/ParallelGlacierUploader

Upload archives to AWS Glacier using multiple connections for faster transfers

Primary LanguageJavaGNU General Public License v2.0GPL-2.0

This is an upload tool for Amazon's Glacier storage service. It is based on
Amazon's example Java code, but implements parallel uploading of archive chunks
in order to increase the effective upload speed.

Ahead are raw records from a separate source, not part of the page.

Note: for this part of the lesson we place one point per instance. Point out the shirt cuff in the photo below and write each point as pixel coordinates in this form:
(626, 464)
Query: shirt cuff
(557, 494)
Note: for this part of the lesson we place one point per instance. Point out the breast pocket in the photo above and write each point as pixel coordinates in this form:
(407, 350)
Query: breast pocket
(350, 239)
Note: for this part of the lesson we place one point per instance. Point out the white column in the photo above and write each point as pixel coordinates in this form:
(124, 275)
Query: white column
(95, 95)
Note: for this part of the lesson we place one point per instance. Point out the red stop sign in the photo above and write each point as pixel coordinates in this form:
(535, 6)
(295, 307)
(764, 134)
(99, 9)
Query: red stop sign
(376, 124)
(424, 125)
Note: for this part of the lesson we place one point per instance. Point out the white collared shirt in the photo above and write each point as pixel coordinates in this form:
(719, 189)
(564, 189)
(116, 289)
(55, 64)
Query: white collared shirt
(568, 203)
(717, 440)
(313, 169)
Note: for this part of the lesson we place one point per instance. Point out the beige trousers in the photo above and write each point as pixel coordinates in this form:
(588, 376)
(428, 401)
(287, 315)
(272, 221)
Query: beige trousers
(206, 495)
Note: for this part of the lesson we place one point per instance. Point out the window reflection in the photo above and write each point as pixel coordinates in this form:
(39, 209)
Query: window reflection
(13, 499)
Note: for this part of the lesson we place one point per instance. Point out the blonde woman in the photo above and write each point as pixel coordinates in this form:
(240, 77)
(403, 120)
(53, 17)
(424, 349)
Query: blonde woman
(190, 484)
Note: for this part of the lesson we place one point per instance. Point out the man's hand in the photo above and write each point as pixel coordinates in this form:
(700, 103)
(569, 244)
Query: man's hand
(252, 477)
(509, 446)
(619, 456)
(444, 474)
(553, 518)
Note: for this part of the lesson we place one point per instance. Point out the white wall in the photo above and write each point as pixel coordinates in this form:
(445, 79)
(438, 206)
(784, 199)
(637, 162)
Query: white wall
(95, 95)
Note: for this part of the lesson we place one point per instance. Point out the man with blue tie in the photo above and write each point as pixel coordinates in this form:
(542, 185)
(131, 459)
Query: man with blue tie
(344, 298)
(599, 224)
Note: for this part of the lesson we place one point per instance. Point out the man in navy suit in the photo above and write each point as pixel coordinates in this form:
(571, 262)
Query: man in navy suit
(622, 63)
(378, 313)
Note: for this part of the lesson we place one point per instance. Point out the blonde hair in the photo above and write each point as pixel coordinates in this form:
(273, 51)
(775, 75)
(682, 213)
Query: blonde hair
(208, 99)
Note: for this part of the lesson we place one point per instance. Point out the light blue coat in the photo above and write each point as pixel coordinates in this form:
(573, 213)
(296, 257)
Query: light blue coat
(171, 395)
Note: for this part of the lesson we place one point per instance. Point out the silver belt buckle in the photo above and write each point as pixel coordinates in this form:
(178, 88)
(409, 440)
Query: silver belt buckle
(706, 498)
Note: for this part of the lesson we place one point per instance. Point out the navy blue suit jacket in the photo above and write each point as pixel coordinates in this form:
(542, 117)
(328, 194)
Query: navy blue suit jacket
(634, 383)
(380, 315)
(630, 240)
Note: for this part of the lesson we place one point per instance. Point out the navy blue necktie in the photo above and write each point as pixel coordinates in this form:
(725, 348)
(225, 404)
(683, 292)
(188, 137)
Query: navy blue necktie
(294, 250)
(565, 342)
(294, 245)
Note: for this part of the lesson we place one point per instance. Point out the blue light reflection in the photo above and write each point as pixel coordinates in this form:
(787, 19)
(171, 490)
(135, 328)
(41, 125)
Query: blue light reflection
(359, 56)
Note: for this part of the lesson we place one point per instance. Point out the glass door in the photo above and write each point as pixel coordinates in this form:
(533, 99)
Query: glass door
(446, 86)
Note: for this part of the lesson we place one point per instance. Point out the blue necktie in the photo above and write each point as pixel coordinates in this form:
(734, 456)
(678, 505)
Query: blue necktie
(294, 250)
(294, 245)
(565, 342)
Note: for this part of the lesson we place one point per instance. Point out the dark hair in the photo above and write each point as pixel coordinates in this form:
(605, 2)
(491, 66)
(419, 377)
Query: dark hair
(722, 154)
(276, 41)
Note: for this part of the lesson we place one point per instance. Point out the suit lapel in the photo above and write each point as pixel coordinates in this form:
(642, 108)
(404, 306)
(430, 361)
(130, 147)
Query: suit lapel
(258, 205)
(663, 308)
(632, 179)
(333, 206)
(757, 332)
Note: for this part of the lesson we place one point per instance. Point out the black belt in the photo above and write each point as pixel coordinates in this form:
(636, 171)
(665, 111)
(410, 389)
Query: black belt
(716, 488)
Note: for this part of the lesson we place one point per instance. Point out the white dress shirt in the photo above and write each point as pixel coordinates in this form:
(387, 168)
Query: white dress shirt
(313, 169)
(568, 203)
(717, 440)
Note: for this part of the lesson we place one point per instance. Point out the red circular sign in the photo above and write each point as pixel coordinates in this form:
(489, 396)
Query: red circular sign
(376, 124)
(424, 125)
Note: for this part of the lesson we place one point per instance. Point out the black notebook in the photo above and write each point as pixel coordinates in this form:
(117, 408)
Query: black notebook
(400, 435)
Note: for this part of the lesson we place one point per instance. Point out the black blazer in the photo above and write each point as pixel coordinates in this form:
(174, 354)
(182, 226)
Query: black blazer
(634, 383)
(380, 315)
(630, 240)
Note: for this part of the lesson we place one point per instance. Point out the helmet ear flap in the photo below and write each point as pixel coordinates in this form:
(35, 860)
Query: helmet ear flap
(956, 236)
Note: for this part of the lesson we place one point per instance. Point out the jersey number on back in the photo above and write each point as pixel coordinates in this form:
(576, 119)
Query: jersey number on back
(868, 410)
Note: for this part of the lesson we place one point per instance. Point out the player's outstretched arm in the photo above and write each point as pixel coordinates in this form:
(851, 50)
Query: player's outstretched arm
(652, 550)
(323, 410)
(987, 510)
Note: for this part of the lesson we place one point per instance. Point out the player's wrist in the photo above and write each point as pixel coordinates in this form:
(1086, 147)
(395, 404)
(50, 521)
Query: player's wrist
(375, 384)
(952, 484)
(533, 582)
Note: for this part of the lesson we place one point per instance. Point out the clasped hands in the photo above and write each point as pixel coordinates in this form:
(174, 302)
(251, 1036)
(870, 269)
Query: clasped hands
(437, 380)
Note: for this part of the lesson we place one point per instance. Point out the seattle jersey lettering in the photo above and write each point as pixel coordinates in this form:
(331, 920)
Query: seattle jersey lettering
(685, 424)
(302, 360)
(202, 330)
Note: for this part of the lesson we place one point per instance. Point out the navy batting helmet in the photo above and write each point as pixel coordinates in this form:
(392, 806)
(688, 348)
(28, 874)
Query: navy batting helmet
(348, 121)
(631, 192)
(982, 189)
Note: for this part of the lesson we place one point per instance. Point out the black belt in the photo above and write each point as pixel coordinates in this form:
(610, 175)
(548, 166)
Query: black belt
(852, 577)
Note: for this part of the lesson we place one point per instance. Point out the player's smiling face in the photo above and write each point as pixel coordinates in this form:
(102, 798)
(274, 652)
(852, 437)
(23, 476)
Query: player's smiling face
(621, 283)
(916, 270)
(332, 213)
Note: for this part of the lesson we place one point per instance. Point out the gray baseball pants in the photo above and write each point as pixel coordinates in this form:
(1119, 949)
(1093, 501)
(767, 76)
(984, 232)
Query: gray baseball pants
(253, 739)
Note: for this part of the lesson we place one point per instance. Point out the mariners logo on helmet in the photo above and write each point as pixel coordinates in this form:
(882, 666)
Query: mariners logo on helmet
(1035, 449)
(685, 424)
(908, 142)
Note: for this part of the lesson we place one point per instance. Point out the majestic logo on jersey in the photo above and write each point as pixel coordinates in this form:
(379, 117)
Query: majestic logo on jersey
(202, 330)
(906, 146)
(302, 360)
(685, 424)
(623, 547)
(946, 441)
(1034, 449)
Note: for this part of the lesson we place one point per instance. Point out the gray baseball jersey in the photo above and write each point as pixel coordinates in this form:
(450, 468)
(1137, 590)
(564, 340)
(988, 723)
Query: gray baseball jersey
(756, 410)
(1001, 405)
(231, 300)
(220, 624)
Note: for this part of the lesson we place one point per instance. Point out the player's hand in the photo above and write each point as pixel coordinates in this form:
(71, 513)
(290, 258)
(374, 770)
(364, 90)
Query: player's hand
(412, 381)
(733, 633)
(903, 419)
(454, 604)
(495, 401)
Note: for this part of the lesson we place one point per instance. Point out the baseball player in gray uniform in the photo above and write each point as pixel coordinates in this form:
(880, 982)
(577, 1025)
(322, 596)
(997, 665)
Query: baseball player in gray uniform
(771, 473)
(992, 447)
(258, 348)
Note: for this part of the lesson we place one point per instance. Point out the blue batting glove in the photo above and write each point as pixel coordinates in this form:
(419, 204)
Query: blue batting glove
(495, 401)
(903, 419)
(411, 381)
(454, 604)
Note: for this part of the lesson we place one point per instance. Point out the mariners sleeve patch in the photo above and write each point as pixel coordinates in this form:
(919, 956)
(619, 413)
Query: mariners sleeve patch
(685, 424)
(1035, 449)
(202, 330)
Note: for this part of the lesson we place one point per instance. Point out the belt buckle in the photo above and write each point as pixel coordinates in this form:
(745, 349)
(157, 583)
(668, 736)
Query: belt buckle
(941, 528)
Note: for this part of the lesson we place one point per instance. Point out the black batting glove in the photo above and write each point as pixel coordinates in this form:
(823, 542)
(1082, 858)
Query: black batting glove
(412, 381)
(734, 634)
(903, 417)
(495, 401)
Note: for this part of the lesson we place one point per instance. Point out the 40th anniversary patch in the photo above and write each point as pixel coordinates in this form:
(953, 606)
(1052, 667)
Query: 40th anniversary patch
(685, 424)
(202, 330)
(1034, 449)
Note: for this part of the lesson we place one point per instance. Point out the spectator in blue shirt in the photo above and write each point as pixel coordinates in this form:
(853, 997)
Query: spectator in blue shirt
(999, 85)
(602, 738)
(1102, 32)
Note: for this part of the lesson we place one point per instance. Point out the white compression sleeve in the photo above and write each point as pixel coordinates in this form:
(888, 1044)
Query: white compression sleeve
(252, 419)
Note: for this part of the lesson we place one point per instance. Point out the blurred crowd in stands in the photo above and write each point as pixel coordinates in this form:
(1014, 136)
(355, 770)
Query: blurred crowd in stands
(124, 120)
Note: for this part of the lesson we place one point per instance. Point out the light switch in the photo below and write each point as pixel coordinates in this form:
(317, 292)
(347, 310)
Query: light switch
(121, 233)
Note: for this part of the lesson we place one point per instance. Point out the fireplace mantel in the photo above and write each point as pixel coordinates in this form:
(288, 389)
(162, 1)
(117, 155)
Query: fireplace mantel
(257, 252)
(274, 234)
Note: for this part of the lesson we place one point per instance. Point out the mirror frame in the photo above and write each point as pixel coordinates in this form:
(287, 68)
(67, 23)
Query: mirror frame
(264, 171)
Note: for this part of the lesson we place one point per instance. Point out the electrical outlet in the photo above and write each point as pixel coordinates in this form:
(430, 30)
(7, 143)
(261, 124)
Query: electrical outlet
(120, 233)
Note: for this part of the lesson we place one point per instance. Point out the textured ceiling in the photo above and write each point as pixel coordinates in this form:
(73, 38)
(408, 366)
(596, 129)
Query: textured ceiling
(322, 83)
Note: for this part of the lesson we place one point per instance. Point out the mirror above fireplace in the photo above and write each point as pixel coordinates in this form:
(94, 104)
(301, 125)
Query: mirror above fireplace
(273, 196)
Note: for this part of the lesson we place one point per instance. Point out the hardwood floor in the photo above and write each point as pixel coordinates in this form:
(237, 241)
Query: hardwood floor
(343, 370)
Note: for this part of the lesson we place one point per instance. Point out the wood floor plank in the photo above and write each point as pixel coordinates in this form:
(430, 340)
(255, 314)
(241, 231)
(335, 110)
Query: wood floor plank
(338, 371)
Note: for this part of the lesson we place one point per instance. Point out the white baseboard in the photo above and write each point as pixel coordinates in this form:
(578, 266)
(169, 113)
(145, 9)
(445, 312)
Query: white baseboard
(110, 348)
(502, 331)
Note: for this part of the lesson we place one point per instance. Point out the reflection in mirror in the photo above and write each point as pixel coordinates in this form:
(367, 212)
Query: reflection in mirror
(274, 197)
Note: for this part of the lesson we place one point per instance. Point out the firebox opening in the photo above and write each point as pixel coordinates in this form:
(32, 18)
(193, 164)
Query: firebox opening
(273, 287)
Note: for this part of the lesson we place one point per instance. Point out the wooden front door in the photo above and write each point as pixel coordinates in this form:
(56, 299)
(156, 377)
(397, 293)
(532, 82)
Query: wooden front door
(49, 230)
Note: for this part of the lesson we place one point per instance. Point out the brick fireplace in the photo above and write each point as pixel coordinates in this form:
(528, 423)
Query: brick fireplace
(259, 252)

In my testing of the service immediately after its announcement, the upload of
a single chunk never went faster than 150KBps, hugely less than available
bandwidth. However, chunks can be uploaded in parallel over different HTTP
connections, potentially increasing the effective upload speed to the capacity
of your uplink.

This is a rudimentary command line tool; some knowledge of building and running
Java projects is required to use it.

Building:

First install Eclipse (http://www.eclipse.org/downloads/) and the AWS Toolkit
for Eclipse (http://aws.amazon.com/eclipse/). Follow the instructions at
http://docs.amazonwebservices.com/amazonglacier/latest/dev/using-aws-sdk-for-java.html
to create a new AWS Eclipse project, then copy ParallelGlacierUploader.java
into the project workspace. Enter your AWS credentials into
AwsCredentials.properties, then adjust the vaultName and maxThreads constants
to appropriate values for you. maxThreads should be set based on an empirical
measurement of your upload speed to Glacier, and the upstream speed of your
network connection. For example, if you have a 10MBps upload speed and
typically can upload at 128KBps to Glacier, maxThreads should be set no higher
than 80.

Running:

To run from within Eclipse, enter the path to your archive file as a command
line parameter under Run | Run configurations | Arguments, then click Run. The
progress of the upload will be printed in the Console tab.

Notes:

* Since this may still be a long-running process, the program attempts to
  conserve memory by using the smallest chunk size that Glacier will allow and
  only keeping in-flight chunks in memory at any time. But of course, more
  parallel threads means more memory.
* This process does not appear to cause problems with the API, however, Amazon
  might not like it. Review the terms of service yourself before trusting your
  data.
* Retrieval of an archive created this way has not been tested. Caveat emptor.
* The program is not particularly robust; if an error occurs, everything is
  aborted. Retries and recovery of partially completed uploads are not
  implemented.